These are the answers by logician Henk Barendregt to the ten questions about intuitionism:

  1. Do you agree that it is impossible to define a total function from the reals to the reals which is not continuous?

    Mu.

    No, I do not necessarily agree. It depends on what you mean by define. If you mean that no continuous function can be specified, then I disagree. If you mean that no continuous computable total function on R can be defined, then I agree.

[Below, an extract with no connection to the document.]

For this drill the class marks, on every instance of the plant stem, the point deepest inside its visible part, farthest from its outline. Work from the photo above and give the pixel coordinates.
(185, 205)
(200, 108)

  2. Do you agree that the intermediate value theorem does not hold the way that it is normally stated?

    Mu.

    Same proviso.

  3. Do you agree that there are only three infinite cardinalities?

    Mu.

    This I do not know.

  4. Do you agree that the continuum hypothesis is a meaningful statement that has a definite truth value, even if we do not know what it is?

    No.

    I disagree.

  5. Do you agree that the axiom which states the existence of an inaccessible cardinal is a meaningful statement that has a definite truth value, even if we do not know what it is?

    No.

    I disagree.

  6. Do you agree that for any mathematical question it is easy to build a machine with two lights, yes and no, where the light marked yes will be on if it is true and the light marked no will be on if it is false?

    Mu.

    Similar provisa as in 1. If I am allowed to build two machines and I do not know which one it is, then the answer is yes. Otherwise no.

  7. Do you agree that for any two statements the first implies the second or the second implies the first?

    Mu.

    Similar proviso as in 1.

  8. Do you agree that a constructive proof of a theorem gives more insight than a classical proof?

    Yes.

  9. Do you agree that mathematics can be done using different kinds of reasoning, and that depending on the situation different kinds of reasoning are appropriate?

    Yes.

    Namely the state of our knowledge. Sometimes we do not have a constructive argument, then classical proofs do give some information.

  10. Do you agree that all mathematical truths are true, but that some mathematical truths are more true than other mathematical truths?

    Yes.

    Oh yes: some existence statements are only clasically true, while others are constructively true. But the difference is related to our knowledge.